A major character in the novel is a newspaper publisher, circa 1918. Poking around the Internet for typesetting, font, and printing press information, I stumbled upon the linotype. The linotype was a technological marvel, the next step up from setting type by hand. The operator used a keyboard to control a complex set of brass matrices by which letters were formed from molten metal and dropped into place. I spent a happy week exploring the linotype in all its clattering glory. Alas, barely any of this made it into my newspaper chapters. In the end, it just wasn’t needed.
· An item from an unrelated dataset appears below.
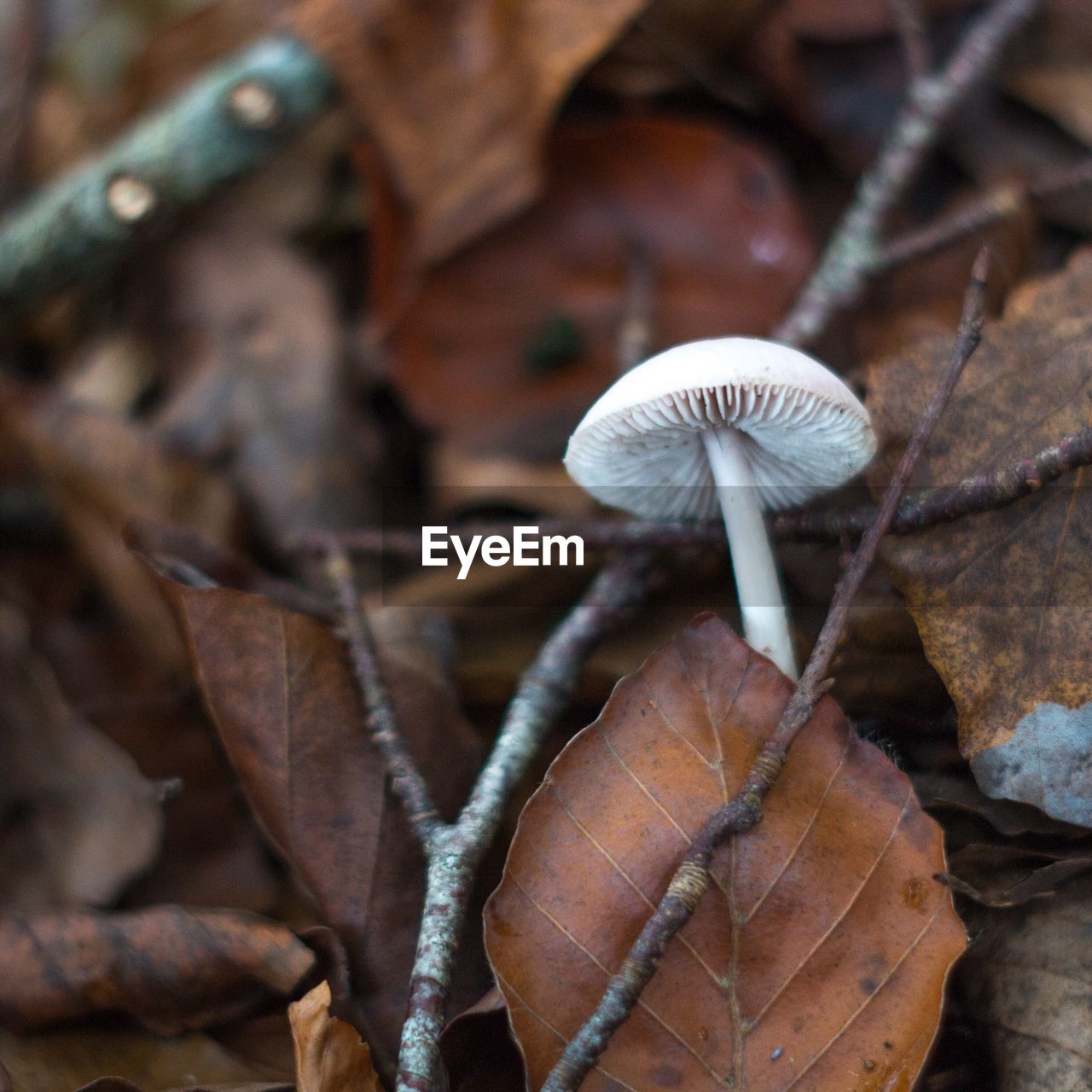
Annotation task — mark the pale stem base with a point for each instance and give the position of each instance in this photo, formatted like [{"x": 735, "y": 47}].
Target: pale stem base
[{"x": 761, "y": 603}]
Here, however, is a fascinating film trailer I watched over and over again:
After a time, the publisher’s daughter has a dalliance with a young man who is painting a large advertisement on the wall outside the newspaper office. Known at the time as wall dogs, these traveling painters journeyed from town to town with their brushes, scaffolds and large paper patterns. The vocation was rife with slang, romance and mayhem, as I discovered in an oral history recorded by the Federal Writers Project. I spent many days in the company of a pair of these painters, one of whom had once fallen from a 40-foot scaffold and was back at work the next day. The other claimed to have flirted with a girl in a window of a house he was working on and married her within two weeks. But for all the colorful details I collected about wall dogs, I only used a small portion. If allowed, my wall dog, Louie Ivey, would have wandered off with the story, taking it to the next town over and eventually ditching it for something better. Here is the photo that I took as a model for the fictional sign painted on the newspaper office. The two painters pose with their finished work in Wichita, Kansas, around 1915.
Like thrifty seamstresses, most writers squirrel away unused scraps of research like these for possible future use. I have a fat file on my computer desktop labeled “Unused” for just such a contingency.
I need to add that “cutting room floor” initially referred to the planks of a meatpacking plant or textile factory where the bits trimmed off by harried workers often found their way.